Russian-born billionaire Alex Shnaider has rejected speculation that he wants to sell the Jordan Formula One team he bought in January

Interview: Shnaider Denies Jordan Sale

Rumours have spread like wildfire at the Monaco Grand Prix but the naturalised Canadian was dismissive of them in an interview on Saturday.

"It's not true. I don't want to sell the team, absolutely not," he told Reuters on his luxury yacht Midlandia, named after the Midland company which has extensive interests throughout the former Soviet Union and Eastern Europe.

"I was asked theoretically whether it is possible that I would sell the team and I said that everything is for sale. We buy businesses, we sell businesses, we buy companies and we sell companies.

"At the end of the day we are an investment company so obviously things could be sold if the right amount is being offered. But nobody offered me anything.
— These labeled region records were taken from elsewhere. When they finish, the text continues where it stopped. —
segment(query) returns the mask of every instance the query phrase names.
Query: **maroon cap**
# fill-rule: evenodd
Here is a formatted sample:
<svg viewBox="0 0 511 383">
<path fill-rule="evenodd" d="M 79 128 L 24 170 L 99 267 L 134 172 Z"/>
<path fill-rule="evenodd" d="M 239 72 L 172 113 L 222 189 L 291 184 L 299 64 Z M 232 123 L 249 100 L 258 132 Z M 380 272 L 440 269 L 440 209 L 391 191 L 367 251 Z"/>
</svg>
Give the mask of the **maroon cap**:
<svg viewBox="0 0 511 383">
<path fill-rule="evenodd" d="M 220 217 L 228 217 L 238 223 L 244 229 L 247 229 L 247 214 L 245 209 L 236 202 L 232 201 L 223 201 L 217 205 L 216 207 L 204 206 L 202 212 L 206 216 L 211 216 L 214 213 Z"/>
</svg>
There is nothing going on so I don't know where this is coming from."

Former Grand Prix driver Eddie Irvine, apparently with a wealthy Russian investor in tow, has appeared at three races in a row and has been linked to a possible takeover of the Toyota-powered team.

Shnaider denied talks with the Northern Irishman and said that his own plan to rename the team Midland from 2006 was continuing as scheduled.

"Everything is still going on according to plan, the car is being developed, everything is going forward," he said.

Huge Mess

The team boss responded to rumours that the Silverstone-based squad, whose drivers are Indian Narain Karthikeyan and Portugal's Tiago Monteiro, were being pursued by suppliers for unpaid bills.

"We got the company (when it was) in a huge mess," he said. "There are all kinds of payables that we had no idea about. There were a lot of suppliers that were trying to take advantage when the management changed.

"Everybody at the end of the day is getting paid but obviously we don't want to pay every bill that is coming our way that we think is out of nowhere.

"We must investigate where it is coming from, why is it so high. It's only normal."

Shnaider's original plan was to enter Formula One with Midland next year but he bought Jordan to save the $48 million bond demanded of newcomers. He made clear that 2005 was merely a holding year.

"We bought the company at the end of January, we walked into the factory and there were four old monococques," he said. "There were no cars ready, no drivers and no sponsors.

"There was nothing. We have to quantify what assets we have, what liabilities we have.

"If we start doing things differently it's going to be for the name of Jordan this year - and the name Jordan is going to disappear in a matter of months. So why spend money for that?

"We want to keep the costs down for this year. It's very easy to be foolish and spend money," said Shnaider.

"For next year we are preparing and we are spending money," he said, adding that two wind tunnels for running for 18 hours a day and new motorhomes had been ordered for 2006.

"For this year I don't see anything that we would put money in that we would get a good return on our investment."

The team still plan to bring out a revised version of their existing car, which is in danger of being overtaken on the track by Minardi, for the French Grand Prix in July. An engine deal for 2006 is also imminent.

"We are very happy with the Toyota, we have the option of continuing with Toyota and also there are offers for other engine suppliers," said Shnaider. "I think we will announce very shortly who will be our supplier."